MLS newcomers St. Louis CITY SC have repeatedly proved top-flight soccer was well worth the wait in The Gateway City.
The expansion side did it once again Saturday night, reclaiming the way-early 2023 Supporters' Shield lead from FC Cincinnati via a 5-1 rout – all following a two-plus-hour weather delay that involved a tornado warning and thunderstorms.
St. Louis and Cincy players, unsure of when the game would commence, were relegated to the locker room to ride out the storm. However, the mood in the home dressing room was a sharp contrast to the weather outside.
"It was incredible just to see the boys hanging about with a bunch of friends, and just good teammates," head coach Bradley Carnell noted afterward. "I heard some good spirit in the locker room, and it was our purpose to come out of the locker room as energized as we were for two hours."
CITY SC certainly started the match with the energy their home games are becoming synonymous with as Jared Stroud opened the scoring after just two minutes and 40 seconds, rewarding the St. Louis faithful who braved the elements.
Carnell's side never looked back, scoring four more before the 57th minute to stun the visitors and send the home crowd into a frenzy. Cincinnati, who entered the match on top of the MLS standings with just four goals allowed, were the latest in a string of heavy favorites the first-year side have knocked off en route to a league-leading 18 points through Matchday 8 (6W-2L-0D).

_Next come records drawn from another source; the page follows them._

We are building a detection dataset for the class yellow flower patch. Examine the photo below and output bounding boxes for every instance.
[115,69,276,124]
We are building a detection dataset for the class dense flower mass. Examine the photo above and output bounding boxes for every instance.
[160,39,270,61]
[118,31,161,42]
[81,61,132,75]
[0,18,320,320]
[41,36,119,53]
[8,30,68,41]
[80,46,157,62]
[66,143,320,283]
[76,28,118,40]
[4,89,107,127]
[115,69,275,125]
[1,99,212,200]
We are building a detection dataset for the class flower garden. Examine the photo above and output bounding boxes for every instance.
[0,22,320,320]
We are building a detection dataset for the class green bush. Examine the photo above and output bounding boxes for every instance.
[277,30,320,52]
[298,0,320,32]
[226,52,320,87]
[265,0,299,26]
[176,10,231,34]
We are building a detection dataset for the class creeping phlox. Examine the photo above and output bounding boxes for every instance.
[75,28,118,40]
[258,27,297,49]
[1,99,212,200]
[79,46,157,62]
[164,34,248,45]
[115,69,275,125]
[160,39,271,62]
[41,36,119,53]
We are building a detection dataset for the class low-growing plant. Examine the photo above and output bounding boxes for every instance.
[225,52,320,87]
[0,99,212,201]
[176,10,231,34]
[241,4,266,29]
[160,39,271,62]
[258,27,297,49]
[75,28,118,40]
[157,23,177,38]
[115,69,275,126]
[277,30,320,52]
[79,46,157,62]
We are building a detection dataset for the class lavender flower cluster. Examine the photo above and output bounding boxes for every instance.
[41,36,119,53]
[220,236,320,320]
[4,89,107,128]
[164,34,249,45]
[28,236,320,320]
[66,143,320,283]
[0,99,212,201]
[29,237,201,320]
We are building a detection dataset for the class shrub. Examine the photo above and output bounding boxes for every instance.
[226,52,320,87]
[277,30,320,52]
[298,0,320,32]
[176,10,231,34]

After losses in their previous two matches, from games vs. Minnesota United FC and Seattle Sounders FC, Carnell's group never panicked. They never even considered that anything needed too much fixing, shortly removed from their record-breaking start to life in MLS (five season-opening wins).
"We never really wanted to speak about anything being broken. We're the creators of our own destiny," the South African manager said, adding "we knew nothing was broken, nothing structural" despite the recent dip in results.
"We've got out of the blocks really quickly with the five wins, so we as a group set out standards really high. So how do we bounce back? Just try to keep it competitive, try and keep things jovial, fun, loose but still serious... There's always this ebb and flow, and we've got to balance between the chaos and the intensity that we bring."
On the back of yet another statement performance from the first-year club, expectations from fans and media are rising. CITY SC, almost universally picked to finish near the bottom of the Western Conference back in preseason, are undoubtedly a team to beat. It's hard to overstate how much St. Louis have taken the league by surprise and proved their skeptics wrong.
Unsurprisingly, Carnell isn't putting much stock in that.
"If external expectations are growing after eight matchdays, we know where those expectations were before matchday one," he smiled wryly. "We'll leave the outside chatter as that: outside chatter. What we discuss internally, what we want to achieve internally, stays with us and drives us every single day."
"We're not playing that game. We're playing the game that we want to control and dictate."
It was a similar message from Stroud after St. Louis blew past a somewhat-shorthanded FCC side missing midfield playmaker Luciano Acosta (shoulder injury) and striker Brenner (nearing transfer to Serie A's Udinese).
"Shows resilience," Stroud said of the bounceback. "We've had tough times in the year where we've been down a goal and we've come back and won those games. It's important for us to have the right mentality. It shows the guts that the guys in the locker have and the camaraderie we have."